Cachez cette toile
que je ne saurais voir

« Ce qu’on ne peut pas dire, là-dessus, il faut faire silence. »
(Ludwig Wittgenstein)

Toujours quelque chose manque : le sens, le temps, le peuple. Ici, c’est le fond. La peinture de Varozza ne construit pas autour d’elle sa cohérence ou sa légitimité, elle ne s’aménage pas un environnement. Elle se pose là, presqu’en suspens, littéralement sans fond. Varozza montre qu’entre chaque trait de réel se tapit l’abîme. Il n’y a pas de fond à l’existence, pas de toile peinte pour donner direction et consistance à l’expérience. Les plus beaux chemins sont désorientés. Seul le gouffre reste ; telle est la vérité de notre temps.

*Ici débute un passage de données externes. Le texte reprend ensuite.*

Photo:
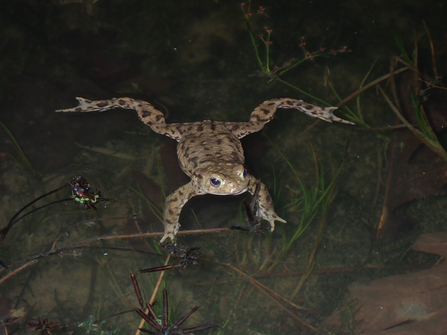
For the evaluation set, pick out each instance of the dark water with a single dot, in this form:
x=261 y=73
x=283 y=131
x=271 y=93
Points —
x=195 y=60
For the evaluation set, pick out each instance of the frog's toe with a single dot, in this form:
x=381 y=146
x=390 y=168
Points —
x=272 y=221
x=171 y=236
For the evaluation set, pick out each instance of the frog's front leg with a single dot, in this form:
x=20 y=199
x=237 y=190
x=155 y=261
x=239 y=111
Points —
x=265 y=112
x=264 y=201
x=173 y=207
x=147 y=113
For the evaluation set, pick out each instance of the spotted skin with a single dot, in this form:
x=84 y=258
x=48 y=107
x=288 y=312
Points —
x=210 y=152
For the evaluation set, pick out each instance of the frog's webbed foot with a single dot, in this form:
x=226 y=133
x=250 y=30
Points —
x=264 y=202
x=173 y=207
x=323 y=113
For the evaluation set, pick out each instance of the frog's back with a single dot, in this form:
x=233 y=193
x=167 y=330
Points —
x=208 y=142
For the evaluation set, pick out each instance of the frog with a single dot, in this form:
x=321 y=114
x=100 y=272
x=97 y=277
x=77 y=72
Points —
x=210 y=153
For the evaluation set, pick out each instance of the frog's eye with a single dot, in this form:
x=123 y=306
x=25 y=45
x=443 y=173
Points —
x=214 y=182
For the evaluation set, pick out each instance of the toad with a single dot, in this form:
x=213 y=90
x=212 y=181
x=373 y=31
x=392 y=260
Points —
x=210 y=152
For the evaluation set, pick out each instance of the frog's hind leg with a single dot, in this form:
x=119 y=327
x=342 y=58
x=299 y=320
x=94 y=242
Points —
x=265 y=112
x=147 y=113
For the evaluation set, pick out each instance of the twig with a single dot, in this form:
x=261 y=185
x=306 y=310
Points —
x=268 y=292
x=154 y=294
x=364 y=88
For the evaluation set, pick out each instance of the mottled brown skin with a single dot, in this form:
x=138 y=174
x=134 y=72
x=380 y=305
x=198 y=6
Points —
x=210 y=152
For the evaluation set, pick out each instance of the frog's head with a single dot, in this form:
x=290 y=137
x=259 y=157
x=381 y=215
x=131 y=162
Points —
x=222 y=179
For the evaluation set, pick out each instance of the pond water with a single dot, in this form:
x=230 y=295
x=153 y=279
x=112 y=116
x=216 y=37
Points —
x=355 y=197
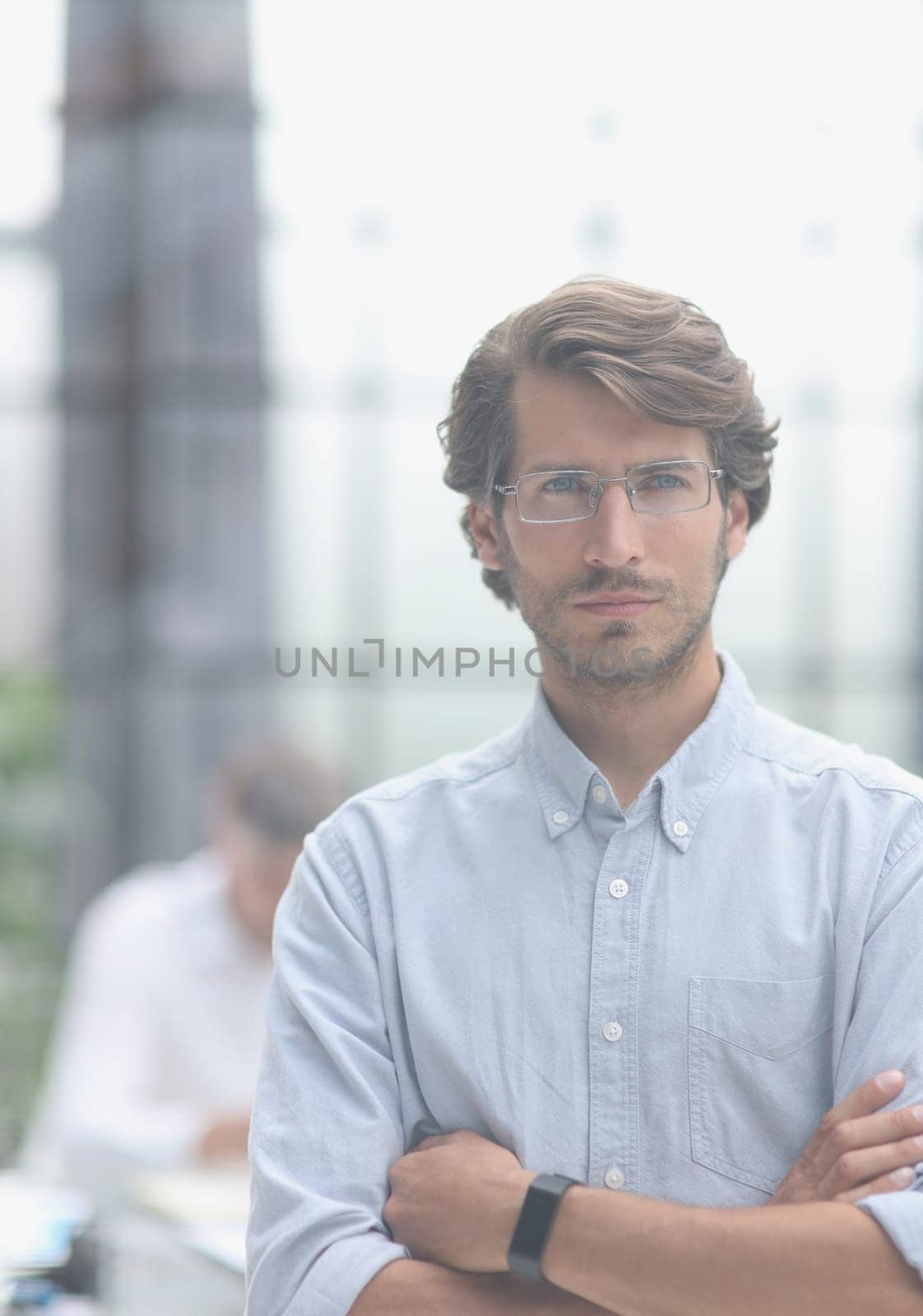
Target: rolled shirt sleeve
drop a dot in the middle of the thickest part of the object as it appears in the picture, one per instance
(327, 1115)
(886, 1031)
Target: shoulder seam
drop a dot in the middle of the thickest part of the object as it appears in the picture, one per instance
(349, 878)
(835, 767)
(903, 855)
(441, 776)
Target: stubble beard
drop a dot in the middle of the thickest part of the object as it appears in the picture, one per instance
(614, 664)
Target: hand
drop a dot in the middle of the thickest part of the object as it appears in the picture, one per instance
(456, 1199)
(853, 1151)
(225, 1138)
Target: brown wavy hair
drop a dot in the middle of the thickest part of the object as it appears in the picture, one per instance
(659, 353)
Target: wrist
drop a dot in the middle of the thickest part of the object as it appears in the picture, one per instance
(513, 1199)
(534, 1227)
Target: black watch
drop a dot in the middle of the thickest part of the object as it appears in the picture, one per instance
(535, 1223)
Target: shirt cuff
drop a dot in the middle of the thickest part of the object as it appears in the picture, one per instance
(901, 1216)
(344, 1269)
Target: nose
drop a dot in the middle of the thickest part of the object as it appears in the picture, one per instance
(614, 535)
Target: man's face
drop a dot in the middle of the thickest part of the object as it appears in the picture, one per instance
(677, 561)
(258, 873)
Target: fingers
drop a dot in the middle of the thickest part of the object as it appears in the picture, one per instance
(859, 1169)
(893, 1182)
(860, 1103)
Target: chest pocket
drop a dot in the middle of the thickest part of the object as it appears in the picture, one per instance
(760, 1073)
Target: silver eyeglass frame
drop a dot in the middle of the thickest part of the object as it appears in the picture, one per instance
(613, 480)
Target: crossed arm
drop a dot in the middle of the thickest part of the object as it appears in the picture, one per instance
(640, 1257)
(456, 1199)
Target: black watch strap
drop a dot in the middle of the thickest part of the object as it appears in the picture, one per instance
(535, 1223)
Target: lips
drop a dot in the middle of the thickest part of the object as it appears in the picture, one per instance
(614, 598)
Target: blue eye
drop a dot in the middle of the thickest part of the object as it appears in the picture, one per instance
(564, 484)
(657, 482)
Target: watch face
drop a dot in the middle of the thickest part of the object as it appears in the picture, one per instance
(535, 1221)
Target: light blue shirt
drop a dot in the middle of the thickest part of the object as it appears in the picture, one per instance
(660, 1000)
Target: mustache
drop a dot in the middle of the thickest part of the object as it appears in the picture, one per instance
(609, 583)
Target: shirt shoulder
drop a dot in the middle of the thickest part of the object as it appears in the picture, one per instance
(454, 783)
(863, 782)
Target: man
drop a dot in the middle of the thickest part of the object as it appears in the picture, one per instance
(158, 1037)
(655, 938)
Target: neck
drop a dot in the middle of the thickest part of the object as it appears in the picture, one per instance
(629, 730)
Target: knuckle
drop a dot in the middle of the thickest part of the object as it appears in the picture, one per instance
(846, 1166)
(840, 1138)
(828, 1124)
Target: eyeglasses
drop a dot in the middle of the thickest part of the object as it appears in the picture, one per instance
(655, 487)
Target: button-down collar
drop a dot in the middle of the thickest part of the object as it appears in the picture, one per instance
(563, 774)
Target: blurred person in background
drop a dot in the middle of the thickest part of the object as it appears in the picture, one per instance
(155, 1050)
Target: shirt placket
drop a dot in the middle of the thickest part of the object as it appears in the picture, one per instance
(613, 1023)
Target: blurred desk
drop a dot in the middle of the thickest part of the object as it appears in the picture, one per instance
(177, 1248)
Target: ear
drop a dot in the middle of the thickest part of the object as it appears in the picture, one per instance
(486, 532)
(736, 521)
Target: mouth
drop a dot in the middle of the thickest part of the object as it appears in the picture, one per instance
(616, 605)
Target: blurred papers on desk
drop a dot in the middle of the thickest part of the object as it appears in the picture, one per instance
(39, 1224)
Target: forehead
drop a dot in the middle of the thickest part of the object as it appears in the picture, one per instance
(572, 420)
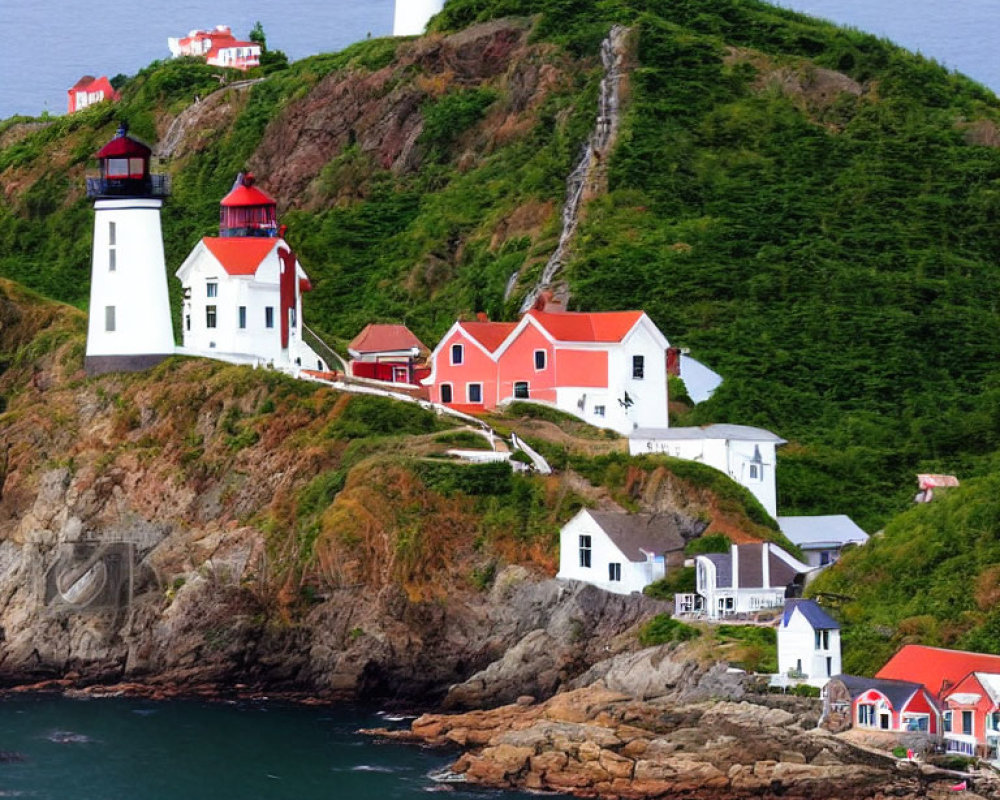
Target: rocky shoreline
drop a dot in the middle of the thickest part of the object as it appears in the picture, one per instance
(603, 742)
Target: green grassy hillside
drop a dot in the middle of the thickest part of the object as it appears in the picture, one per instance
(810, 209)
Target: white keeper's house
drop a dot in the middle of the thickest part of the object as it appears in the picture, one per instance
(243, 289)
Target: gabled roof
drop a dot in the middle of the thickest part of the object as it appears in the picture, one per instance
(489, 334)
(240, 255)
(898, 693)
(837, 529)
(385, 339)
(572, 326)
(638, 534)
(738, 433)
(935, 667)
(814, 615)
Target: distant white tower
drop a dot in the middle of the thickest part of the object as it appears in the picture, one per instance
(412, 16)
(129, 327)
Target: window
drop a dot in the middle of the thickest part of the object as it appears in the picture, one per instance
(638, 367)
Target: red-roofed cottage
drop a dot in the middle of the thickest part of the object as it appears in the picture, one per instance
(218, 47)
(607, 368)
(243, 289)
(390, 353)
(87, 91)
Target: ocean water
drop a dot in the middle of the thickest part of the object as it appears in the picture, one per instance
(50, 44)
(59, 749)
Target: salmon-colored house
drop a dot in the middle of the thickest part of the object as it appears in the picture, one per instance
(608, 368)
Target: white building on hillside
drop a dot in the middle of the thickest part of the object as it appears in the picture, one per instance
(822, 538)
(412, 16)
(129, 326)
(747, 455)
(243, 289)
(620, 553)
(808, 643)
(747, 579)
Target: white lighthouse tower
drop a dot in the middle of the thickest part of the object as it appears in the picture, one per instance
(129, 327)
(412, 16)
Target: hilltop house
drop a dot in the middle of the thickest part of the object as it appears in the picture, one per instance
(608, 369)
(822, 538)
(87, 91)
(389, 353)
(243, 289)
(749, 578)
(747, 455)
(880, 704)
(218, 47)
(620, 553)
(808, 643)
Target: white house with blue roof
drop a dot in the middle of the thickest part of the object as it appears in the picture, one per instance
(822, 538)
(808, 643)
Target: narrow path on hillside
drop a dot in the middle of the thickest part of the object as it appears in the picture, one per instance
(589, 177)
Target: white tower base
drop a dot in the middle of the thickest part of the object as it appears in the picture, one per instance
(130, 328)
(412, 16)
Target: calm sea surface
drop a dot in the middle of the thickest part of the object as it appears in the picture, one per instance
(129, 750)
(49, 44)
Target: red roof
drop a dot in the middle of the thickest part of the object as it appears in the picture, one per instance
(936, 668)
(568, 326)
(124, 146)
(240, 255)
(384, 339)
(246, 193)
(489, 334)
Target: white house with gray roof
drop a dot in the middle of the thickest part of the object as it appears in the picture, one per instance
(747, 579)
(621, 553)
(822, 538)
(808, 643)
(747, 455)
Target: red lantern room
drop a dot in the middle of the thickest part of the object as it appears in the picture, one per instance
(124, 170)
(247, 211)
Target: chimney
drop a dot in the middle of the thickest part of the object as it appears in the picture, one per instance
(674, 362)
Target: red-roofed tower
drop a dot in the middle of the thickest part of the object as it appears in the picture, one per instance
(130, 327)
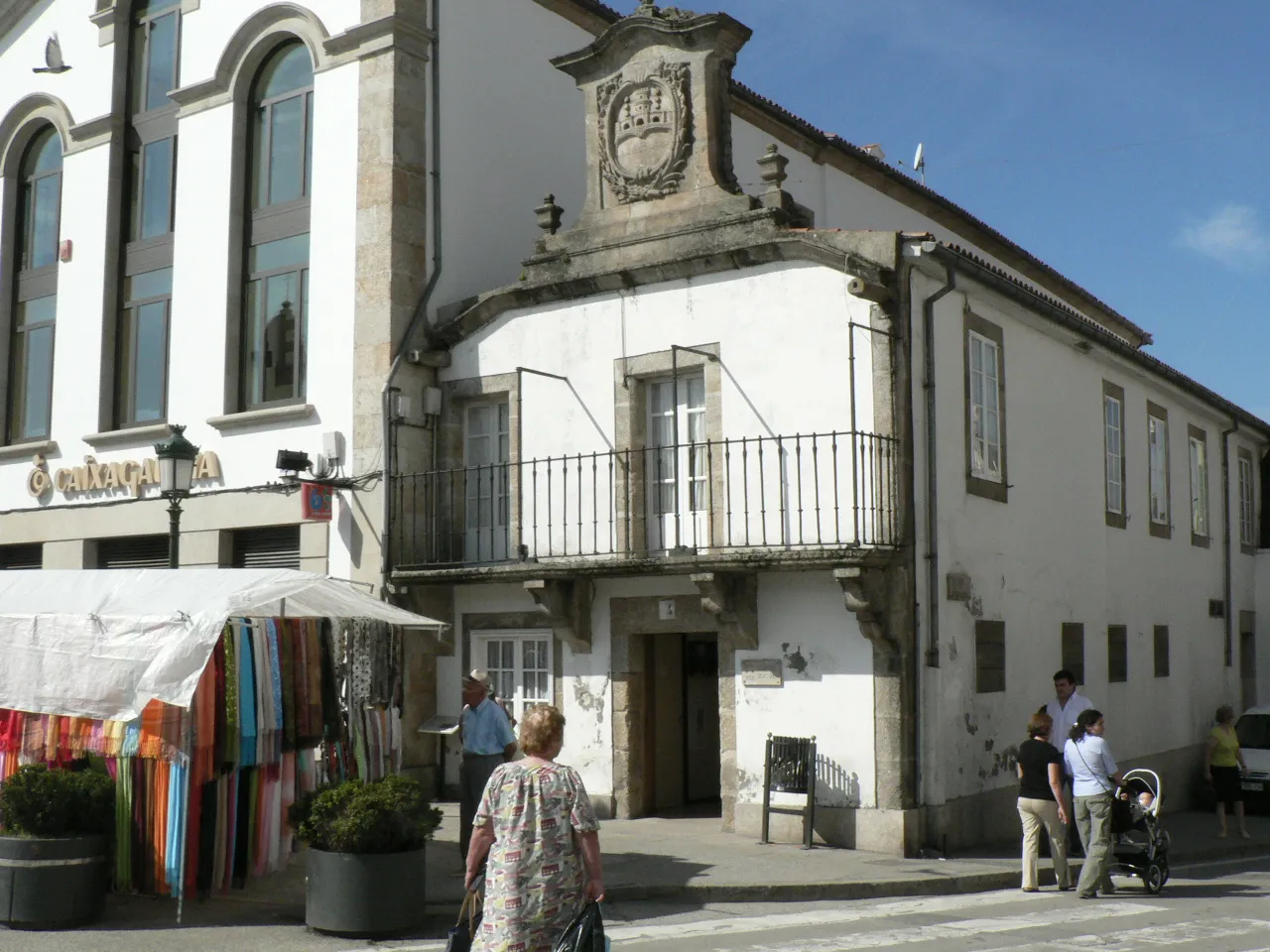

Mais cette absence est lumineuse, car, comme certains silences parlent, certains vides donnent à voir. Vide ne veut pas dire ici néant engloutissant mais béance inconnue : la blanche nudité, le possible encore vierge. Le « manteau d’idées » (Husserl) a été arraché, un lieu peut naître ; la toile est nue, et le roi aussi. Mais la nudité de la toile n’est jamais l’objet de l’oeuvre, à l’inverse de génies du passé ou d’imitateurs du présent. Elle en est au contraire la trame et le texte, l’intangible pulsation.

L’espace des tableaux de Varozza n’est dès lors pas délimité par des frontières, ni encadré dans des périmètres, mais s’invente à travers l’ouverture. La vision chemine, se perd, se dresse en signes réversibles, en champs imprévisibles. La présence vacille, la topologie questionne. Chaque coup de pinceau est une invitation, toute forme une suggestion. En cela, ses tableaux sont proprement érotiques : ce qui n’est pas montré saute aux yeux. Dans des lignes qui se répondent, par une courbe esseulée, avec des cercles qui se téléscopent en douceur, c’est toujours un espace qui se déroule, qui apparaît et disparaît, qui se joue du regard. Varozza séduit l’espace. Il l’invite à monter, par une petite porte dérobée, se faufilant en silence au cœur de la nuit. L’espace est une maîtresse.

Il y a du défi dans cette façon de converser avec la peinture, de la faire tourner sur elle-même, de lui refuser certains caprices tout en s’abandonnant à elle. Il n’y a pas là de duplicité ou de falsification, mais bien la connaissance intime de l’exigence picturale : la sincérité aussi s’avance masquée. Les tableaux de Varozza recèlent un pari. Varozza a parié à la peinture qu’il pourrait être un de ses grands hommes. Le temps le dira. Mais quoi qu’il en quoi soit, comme pour tous les jeux qui en valent la peine, le but n’est point de gagner, mais de faire en sorte que le jeu continue.